When it comes to biblical interpretation, theological tradition, and metaphysics, the Church has never embraced a picture that was devoid of shadow and darkness. The whole story of salvation, which is indeed the central story of human history, is touched by pain in every crease and wrinkle. In this way, light shows forth all the more brilliantly for it, darkness gives hue to the color of life, which gives depth to beauty.

Perhaps, in the way we experience the world, we can adopt an appreciation for the sort of holy chiaroscuro (a painting technique that makes use of contrasting light and darkness—leading to some of the most lifelike works of painted art, in my opinion) that the Divine Will employs in painting the fullness of human existence.

In the first reading, in a twisted kind of way, we see a king alleviate the suffering of the prophet Jeremiah, unjustly accused. (We’ll ignore, for now, the fact that the same king who showed this mercy was personally responsible for the injustice.) The psalm is filled with the thankful praises of one rescued from the very situation Jeremiah faced. The second reading is from Hebrews, a mysterious book among the most theologically rich in the New Testament—especially for Catholics. The actions in those verses are the things we are called to do: persevere, run the race, endure the cross despite its shame, endure opposition, struggle against sin, resist to the point of shedding blood. After all this, we may take a “seat at the right of the throne of God” with Christ.

None of this is to say we gain our own salvation, but it is through that struggle—and God’s intervening grace at every step—that we do not lose it.

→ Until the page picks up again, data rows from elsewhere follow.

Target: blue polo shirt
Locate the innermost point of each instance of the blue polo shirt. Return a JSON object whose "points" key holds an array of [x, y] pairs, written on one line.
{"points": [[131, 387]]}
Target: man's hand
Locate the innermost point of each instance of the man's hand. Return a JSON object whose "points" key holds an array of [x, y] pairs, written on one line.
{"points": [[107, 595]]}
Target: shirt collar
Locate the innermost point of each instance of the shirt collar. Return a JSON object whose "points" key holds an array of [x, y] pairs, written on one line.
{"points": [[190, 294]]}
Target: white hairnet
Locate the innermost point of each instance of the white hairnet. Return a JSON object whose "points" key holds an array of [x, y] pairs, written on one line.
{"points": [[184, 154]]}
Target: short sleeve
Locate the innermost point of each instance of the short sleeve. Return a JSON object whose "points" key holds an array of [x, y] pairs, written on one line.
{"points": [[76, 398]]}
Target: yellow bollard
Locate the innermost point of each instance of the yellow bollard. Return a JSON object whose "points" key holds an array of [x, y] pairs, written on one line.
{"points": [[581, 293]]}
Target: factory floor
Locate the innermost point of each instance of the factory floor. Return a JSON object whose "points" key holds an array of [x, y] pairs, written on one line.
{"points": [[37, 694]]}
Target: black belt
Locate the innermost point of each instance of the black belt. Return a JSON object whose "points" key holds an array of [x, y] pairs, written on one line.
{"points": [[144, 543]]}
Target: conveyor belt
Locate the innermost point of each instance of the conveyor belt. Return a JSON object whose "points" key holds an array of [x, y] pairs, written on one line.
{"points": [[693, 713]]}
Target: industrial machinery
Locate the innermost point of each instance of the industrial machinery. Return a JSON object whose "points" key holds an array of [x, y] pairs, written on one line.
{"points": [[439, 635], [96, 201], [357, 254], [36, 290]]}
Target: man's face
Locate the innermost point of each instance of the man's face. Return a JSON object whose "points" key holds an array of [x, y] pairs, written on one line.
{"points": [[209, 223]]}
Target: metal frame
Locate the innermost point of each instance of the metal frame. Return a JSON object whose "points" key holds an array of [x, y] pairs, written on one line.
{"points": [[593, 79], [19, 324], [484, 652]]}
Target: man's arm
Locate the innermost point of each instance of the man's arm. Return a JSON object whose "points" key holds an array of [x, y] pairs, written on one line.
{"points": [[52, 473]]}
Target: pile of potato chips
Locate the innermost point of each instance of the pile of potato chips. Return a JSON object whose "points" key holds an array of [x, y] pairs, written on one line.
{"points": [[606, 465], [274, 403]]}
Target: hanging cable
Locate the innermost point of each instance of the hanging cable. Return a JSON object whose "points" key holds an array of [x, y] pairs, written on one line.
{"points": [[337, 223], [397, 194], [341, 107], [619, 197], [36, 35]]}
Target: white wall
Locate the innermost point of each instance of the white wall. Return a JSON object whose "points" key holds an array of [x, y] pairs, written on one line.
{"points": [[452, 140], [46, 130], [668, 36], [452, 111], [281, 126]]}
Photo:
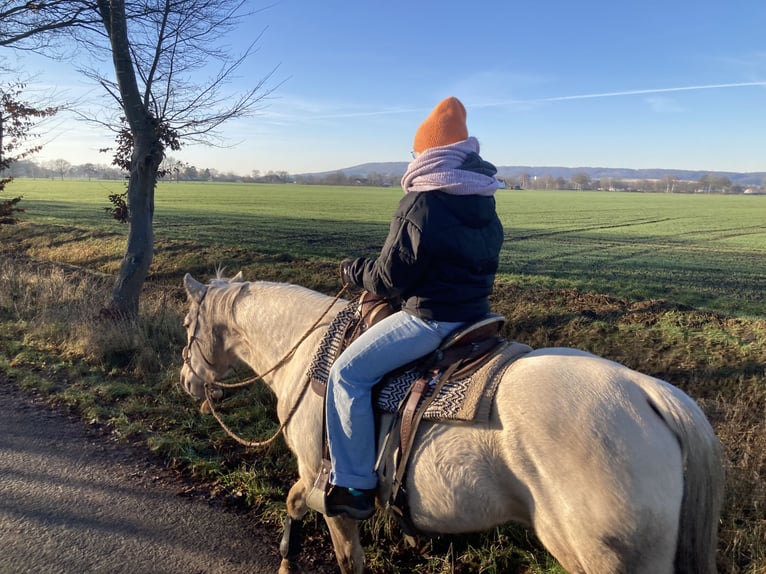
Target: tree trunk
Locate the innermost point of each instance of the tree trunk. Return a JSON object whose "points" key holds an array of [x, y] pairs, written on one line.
{"points": [[144, 164], [147, 155]]}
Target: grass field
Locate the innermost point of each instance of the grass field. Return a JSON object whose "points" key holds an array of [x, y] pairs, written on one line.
{"points": [[707, 251], [638, 255]]}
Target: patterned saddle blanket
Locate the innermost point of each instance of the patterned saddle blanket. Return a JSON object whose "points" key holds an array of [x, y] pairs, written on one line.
{"points": [[464, 400]]}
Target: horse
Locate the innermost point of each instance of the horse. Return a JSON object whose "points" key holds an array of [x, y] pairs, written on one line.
{"points": [[614, 470]]}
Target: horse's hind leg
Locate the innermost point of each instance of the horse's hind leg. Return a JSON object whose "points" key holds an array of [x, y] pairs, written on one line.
{"points": [[290, 545], [345, 540]]}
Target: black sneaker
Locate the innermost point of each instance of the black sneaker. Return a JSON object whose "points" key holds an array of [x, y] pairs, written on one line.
{"points": [[354, 503]]}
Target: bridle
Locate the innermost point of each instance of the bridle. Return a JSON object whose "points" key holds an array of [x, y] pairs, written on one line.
{"points": [[209, 386]]}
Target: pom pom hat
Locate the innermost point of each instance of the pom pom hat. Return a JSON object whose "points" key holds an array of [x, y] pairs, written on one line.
{"points": [[445, 125]]}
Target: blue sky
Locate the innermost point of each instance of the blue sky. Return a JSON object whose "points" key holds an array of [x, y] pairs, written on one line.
{"points": [[652, 84]]}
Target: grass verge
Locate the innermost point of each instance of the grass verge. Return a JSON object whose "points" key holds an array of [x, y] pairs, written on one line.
{"points": [[123, 377]]}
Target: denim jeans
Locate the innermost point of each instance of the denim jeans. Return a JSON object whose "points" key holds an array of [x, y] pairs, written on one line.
{"points": [[387, 345]]}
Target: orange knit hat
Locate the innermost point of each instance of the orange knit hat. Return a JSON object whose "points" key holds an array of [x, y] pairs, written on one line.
{"points": [[444, 125]]}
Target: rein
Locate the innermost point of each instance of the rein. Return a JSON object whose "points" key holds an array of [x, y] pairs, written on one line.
{"points": [[210, 385]]}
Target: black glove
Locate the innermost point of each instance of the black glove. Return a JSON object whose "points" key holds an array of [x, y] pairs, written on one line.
{"points": [[345, 268]]}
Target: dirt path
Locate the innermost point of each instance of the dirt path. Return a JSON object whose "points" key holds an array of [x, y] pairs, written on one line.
{"points": [[72, 501]]}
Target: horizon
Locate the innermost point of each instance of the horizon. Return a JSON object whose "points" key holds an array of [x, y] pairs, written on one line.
{"points": [[594, 84]]}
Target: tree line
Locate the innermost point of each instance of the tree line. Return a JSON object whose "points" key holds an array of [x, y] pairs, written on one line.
{"points": [[175, 171]]}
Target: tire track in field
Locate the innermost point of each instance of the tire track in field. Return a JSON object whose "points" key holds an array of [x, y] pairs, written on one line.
{"points": [[595, 227]]}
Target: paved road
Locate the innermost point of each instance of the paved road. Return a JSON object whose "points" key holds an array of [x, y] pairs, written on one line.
{"points": [[72, 501]]}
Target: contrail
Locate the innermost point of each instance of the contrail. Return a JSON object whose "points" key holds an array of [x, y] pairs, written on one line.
{"points": [[643, 92]]}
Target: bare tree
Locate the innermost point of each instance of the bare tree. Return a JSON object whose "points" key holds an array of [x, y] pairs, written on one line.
{"points": [[158, 49], [17, 118]]}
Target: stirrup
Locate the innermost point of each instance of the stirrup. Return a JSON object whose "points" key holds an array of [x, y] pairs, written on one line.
{"points": [[317, 496]]}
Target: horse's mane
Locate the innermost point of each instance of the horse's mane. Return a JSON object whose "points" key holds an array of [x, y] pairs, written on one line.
{"points": [[228, 294]]}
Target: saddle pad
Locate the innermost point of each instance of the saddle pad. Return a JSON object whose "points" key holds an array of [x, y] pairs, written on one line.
{"points": [[464, 400]]}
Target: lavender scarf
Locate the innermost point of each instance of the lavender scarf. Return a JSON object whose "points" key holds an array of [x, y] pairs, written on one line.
{"points": [[457, 169]]}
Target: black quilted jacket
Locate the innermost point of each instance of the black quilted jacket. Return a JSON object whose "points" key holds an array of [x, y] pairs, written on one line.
{"points": [[440, 256]]}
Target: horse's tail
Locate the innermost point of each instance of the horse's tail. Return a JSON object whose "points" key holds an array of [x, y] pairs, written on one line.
{"points": [[703, 478]]}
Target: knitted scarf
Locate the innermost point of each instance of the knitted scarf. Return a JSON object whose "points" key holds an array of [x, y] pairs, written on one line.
{"points": [[456, 168]]}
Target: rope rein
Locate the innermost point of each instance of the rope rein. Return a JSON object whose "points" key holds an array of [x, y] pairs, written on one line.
{"points": [[209, 386]]}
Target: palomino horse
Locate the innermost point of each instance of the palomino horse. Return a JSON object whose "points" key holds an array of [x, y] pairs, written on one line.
{"points": [[616, 471]]}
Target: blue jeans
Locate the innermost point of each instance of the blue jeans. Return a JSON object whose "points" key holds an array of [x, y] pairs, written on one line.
{"points": [[387, 345]]}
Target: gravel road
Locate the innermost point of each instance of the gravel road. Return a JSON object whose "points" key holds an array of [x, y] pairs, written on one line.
{"points": [[73, 501]]}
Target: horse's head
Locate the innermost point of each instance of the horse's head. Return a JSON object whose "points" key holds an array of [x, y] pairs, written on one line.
{"points": [[207, 357]]}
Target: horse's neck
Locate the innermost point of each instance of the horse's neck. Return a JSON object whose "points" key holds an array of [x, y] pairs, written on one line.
{"points": [[273, 318]]}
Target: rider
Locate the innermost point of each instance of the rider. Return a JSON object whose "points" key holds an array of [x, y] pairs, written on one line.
{"points": [[439, 260]]}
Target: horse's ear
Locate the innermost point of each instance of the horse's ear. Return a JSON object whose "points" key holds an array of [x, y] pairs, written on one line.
{"points": [[194, 288]]}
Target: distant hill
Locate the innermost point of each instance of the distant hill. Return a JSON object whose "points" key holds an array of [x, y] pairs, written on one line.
{"points": [[398, 168]]}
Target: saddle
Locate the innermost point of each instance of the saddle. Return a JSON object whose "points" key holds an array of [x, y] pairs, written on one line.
{"points": [[460, 354]]}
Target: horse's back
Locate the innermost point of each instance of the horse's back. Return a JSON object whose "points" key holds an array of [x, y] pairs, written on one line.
{"points": [[604, 474]]}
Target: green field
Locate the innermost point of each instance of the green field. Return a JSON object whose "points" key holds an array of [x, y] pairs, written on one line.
{"points": [[706, 251], [58, 268]]}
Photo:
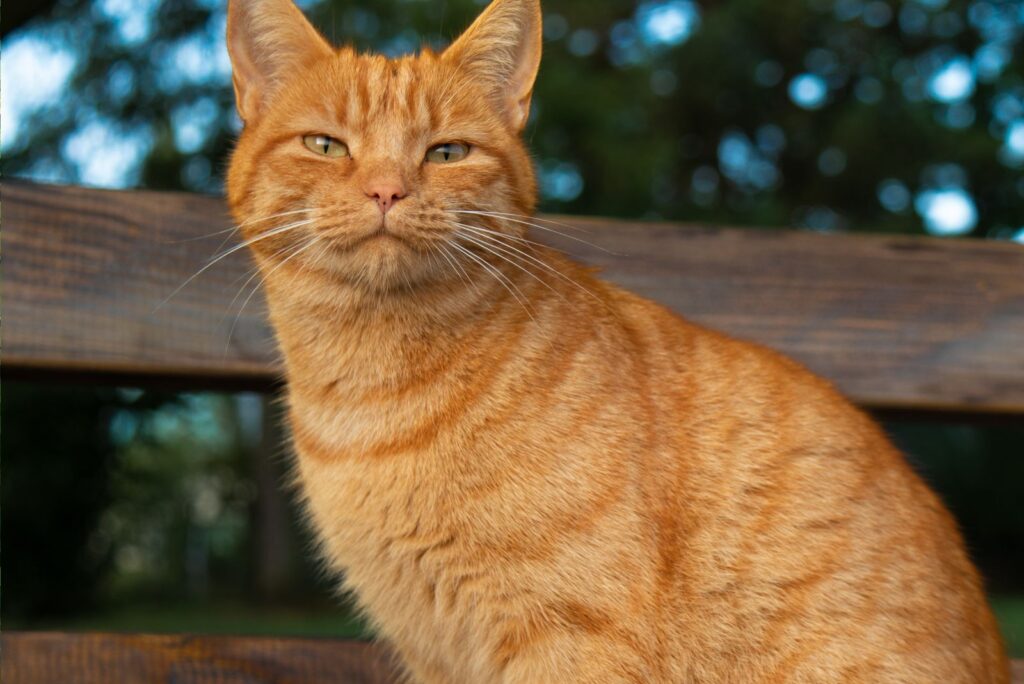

Some of that struggle Jesus describes in his instruction to the Apostles: a fire on the earth, division that sets father in mutual opposition to son and mother mutually at odds with daughter. Jesus even tells us that he is in anguish, until his work is accomplished.

What, then, do we see in the suffering world around us? In the aged, slowly lost in the labyrinth of their own memories? In the poor, desperate for a way of life for their families? In the refugee, seeking a safe homeland? In the mothers, who have lost children to violence? In the unborn, deprived of even their right to live?

God never wills that we be subjected to evil, but all that does happen is twisted by the enemy of our souls to mean destruction and darkness. However, in his surpassing power, God twists these difficulties, not so much back to their original goodness, but further still, beyond the evil and ugliness we experience to a beauty and full glory that none could see—from glory, through hardship, to greater glory still.

We can and should live in the place of the psalmist today: I waited for the Lord, and he heard my cry. He drew me out of the pit of destruction. He put a new hymn of praise into my mouth. Though I am afflicted and poor, the Lord thinks of me; my help and deliverer. Remember Psalm 40 in every time of suffering and pray with hope that the words to that “hymn of praise” come to your lips.

For the Catholic, the Christian life is a way of goodness wrung through pain to full glory emerging from darkness. The Lord is painting our lives, not merely with colors that may be bright and pure, but with areas of darkness and deep tones redeemed through love to a beauty that has meaning and richness we could only behold having endured a road marked with suffering.